Celebrate your favourite local word – and see it immortalised in a new poem
National Poetry Day and the BBC are joining forces this year to discover and celebrate the nation’s great local words in 12 specially commissioned poems – one for each of the 12 BBC regions in England.
Taking their cue from National Poetry Day’s 2017 theme – Freedom – BBC Local Radio across England is calling on listeners to ‘Free the word’: nominating a truly distinctive local word that deserves to be better known nationally.
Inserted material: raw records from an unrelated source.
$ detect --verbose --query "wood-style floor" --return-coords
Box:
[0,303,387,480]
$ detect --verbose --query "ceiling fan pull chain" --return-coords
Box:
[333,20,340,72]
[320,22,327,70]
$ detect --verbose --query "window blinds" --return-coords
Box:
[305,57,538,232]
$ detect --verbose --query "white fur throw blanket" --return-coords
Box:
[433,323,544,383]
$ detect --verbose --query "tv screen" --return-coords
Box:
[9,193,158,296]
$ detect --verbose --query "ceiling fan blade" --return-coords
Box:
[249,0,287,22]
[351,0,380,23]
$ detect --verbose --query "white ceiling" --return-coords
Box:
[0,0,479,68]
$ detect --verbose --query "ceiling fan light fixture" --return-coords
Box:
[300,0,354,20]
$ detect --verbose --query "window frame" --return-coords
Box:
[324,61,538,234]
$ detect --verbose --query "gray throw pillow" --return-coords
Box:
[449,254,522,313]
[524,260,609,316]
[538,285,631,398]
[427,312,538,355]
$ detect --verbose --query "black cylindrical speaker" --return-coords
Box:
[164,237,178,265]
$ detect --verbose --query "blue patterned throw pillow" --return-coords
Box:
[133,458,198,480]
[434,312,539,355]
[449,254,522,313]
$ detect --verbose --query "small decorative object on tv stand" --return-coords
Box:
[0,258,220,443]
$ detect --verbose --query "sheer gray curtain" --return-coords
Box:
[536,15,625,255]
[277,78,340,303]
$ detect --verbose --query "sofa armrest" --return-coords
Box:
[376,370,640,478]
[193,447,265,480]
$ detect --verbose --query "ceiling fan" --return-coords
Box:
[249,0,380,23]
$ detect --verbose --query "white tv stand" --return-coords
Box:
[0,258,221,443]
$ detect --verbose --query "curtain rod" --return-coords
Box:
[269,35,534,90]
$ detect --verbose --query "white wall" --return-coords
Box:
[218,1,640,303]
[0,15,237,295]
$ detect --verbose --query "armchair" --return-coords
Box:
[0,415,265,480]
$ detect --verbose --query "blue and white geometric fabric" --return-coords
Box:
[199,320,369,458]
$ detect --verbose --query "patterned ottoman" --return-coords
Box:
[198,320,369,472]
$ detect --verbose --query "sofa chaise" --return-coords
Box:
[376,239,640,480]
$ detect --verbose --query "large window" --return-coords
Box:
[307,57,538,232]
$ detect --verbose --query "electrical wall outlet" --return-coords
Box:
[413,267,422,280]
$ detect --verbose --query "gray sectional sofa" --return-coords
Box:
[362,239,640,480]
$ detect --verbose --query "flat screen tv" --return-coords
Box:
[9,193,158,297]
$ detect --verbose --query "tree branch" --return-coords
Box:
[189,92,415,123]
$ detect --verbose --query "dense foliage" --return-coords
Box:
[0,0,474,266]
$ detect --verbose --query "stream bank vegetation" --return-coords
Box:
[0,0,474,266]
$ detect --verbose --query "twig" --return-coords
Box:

These 12 words, once chosen, will each be offered to a local poet as the creative spark for a new poem, to be broadcast on the BBC on National Poetry Day, 28th September.
Recommend a word
Across BBC Local Radio, on social media, and in interviews and discussions, people are invited to recommend a word that is used by local people but not yet known by the nation at large. Just post them online with #freetheword so we can find them.
The words suggested will be considered for inclusion in the Oxford English Dictionary. The search embraces dialect, slang and idiom – any word that makes visitors do a double-take and ask what is meant. The ideal word will be striking and give a flavour of the place and local identity. It can be ancient or newly imported, just as long as it is regularly used by people locally and deserves wider circulation.
The poet Ian McMillan has nominated the word “brussen”, as Barnsley’s gift to poetry and the OED. Listen to find out just why it’s so distinctive:
These suggestions will help an expert team of lexicographers from the Oxford English Dictionary build a fresh picture of regional English as it is spoken now. Each region will then be celebrated in its own poem, inspired by the chosen word, to be broadcast on National Poetry Day.
BBC Radio Scotland and BBC Radio Cymru (the Welsh-language station) are also taking part and will be calling for their own local words to provide the inspiration for a poem for National Poetry Day.
Susannah Herbert, Executive Director, National Poetry Day, said:
“National Poetry Day is truly national when it’s truly local. The distinctive words and figures of speech used in different regions have inspired poets for centuries, from Chaucer and Shakespeare to Daljit Nagra and Liz Berry – and a poem is still a great way to get a favourite expression before a wide audience. These new poems will draw on words handed down by grandparents and picked up in street markets: we’re hungry to hear how the nation speaks when it’s at home.”
James Stewart, Editor GNS Programmes for BBC English Regions, said:
“Following the success of last year’s BBC Local Radio poetry initiative, we’ve commissioned 12 more uplifting and thoughtful poems for National Poetry Day. Each one will be broadcast on the BBC’s local & regional radio and TV services, as well as being shared on social media. Once again, this celebration of local words through poetry puts BBC Local Radio at the heart of the creative energies of England”
Michael Proffitt, Chief Editor, Oxford English Dictionary, said:
“The Oxford English Dictionary is delighted to participate in National Poetry Day. This year’s focus on regional words and phrases makes it a particularly good match, as a celebration of linguistic creativity and diversity across the country. The OED already records many thousands of words associated with particular regions. But language changes as society changes, and the OED is constantly updating its record of English. A national event about regional language is a great way for the OED to learn more about the distinctive, evocative, and poetic words and phrases that people use now, some of which have yet to appear in the dictionary.”
Last year on National Poetry Day the 40 stations of BBC Local Radio marked National Poetry Day by each broadcasting a poem about a local landmark commissioned from 40 #BBClocalpoets in an unprecedented lyrical mapping of the English landscape. You can watch some of the poems on the BBC website.
National Poetry Day (28 September 2017) is a mass celebration of poetry that annually engages people across the country with reading, writing, performing and listening to poetry. It enjoys very high participation rates, especially online and in schools and libraries: supporters include the Football Association, the Royal Mail, the BBC, and HRH the Prince of Wales. It is co-ordinated by Forward Arts Foundation, which brings together leading poetry, literacy and literary organisations around a common purpose: promoting the enjoyment, discovery and sharing of poetry.